Mein Mann und ich denken schon seit Ewigkeiten links. Vor vielen Jahren waren wir politisch sehr aktiv, doch das schöne Leben hatte uns beruhigt. Ich habe zwei Kinder, fleissige Studenten, nette Menschen, die sich politisch nie engagierten, weil wir eine Generation im Überfluss erzogen haben, es hat keinen Aufschrei gebraucht. Wir waren dabei, eine tote Gesellschaft zu schaffen.
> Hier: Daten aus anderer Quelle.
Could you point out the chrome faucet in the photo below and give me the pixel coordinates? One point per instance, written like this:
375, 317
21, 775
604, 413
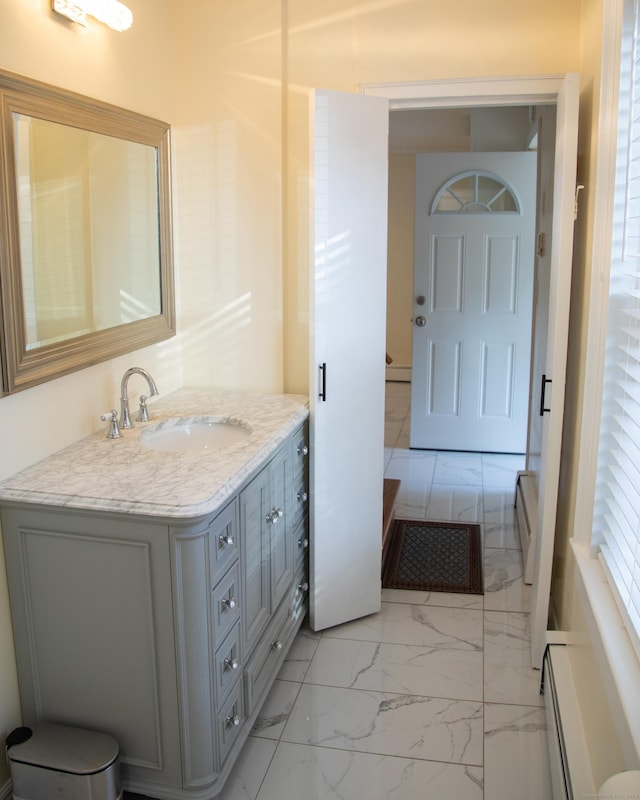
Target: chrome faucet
125, 418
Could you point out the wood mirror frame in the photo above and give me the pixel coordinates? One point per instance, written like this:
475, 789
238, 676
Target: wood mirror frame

Doch dann kamen Sie, und wir Alten spürten plötzlich diesen archaischen Wink derRechten, der uns an diesen alten Mann von damals erinnerte. Wir sahen Ihre Überheblichkeit, Ihre faschistisch-populistische Art, sich ans Volk zu richten; diese Arroganz, die Sie dazu bringt, Fehler zu begehen, die das Volk sehr lange nicht vergessen wird.

Die Krise ist global, niemand hat sie in Spanien gemacht. Die soziale Krise aber sehr wohl, die Beschneidung der freien Meinungsäusserung, die Krise der Werte – das alles haben Sie geschafft, wie man anerkennen muss. Und genau hier beginnt mein persönliches Dankesschreiben!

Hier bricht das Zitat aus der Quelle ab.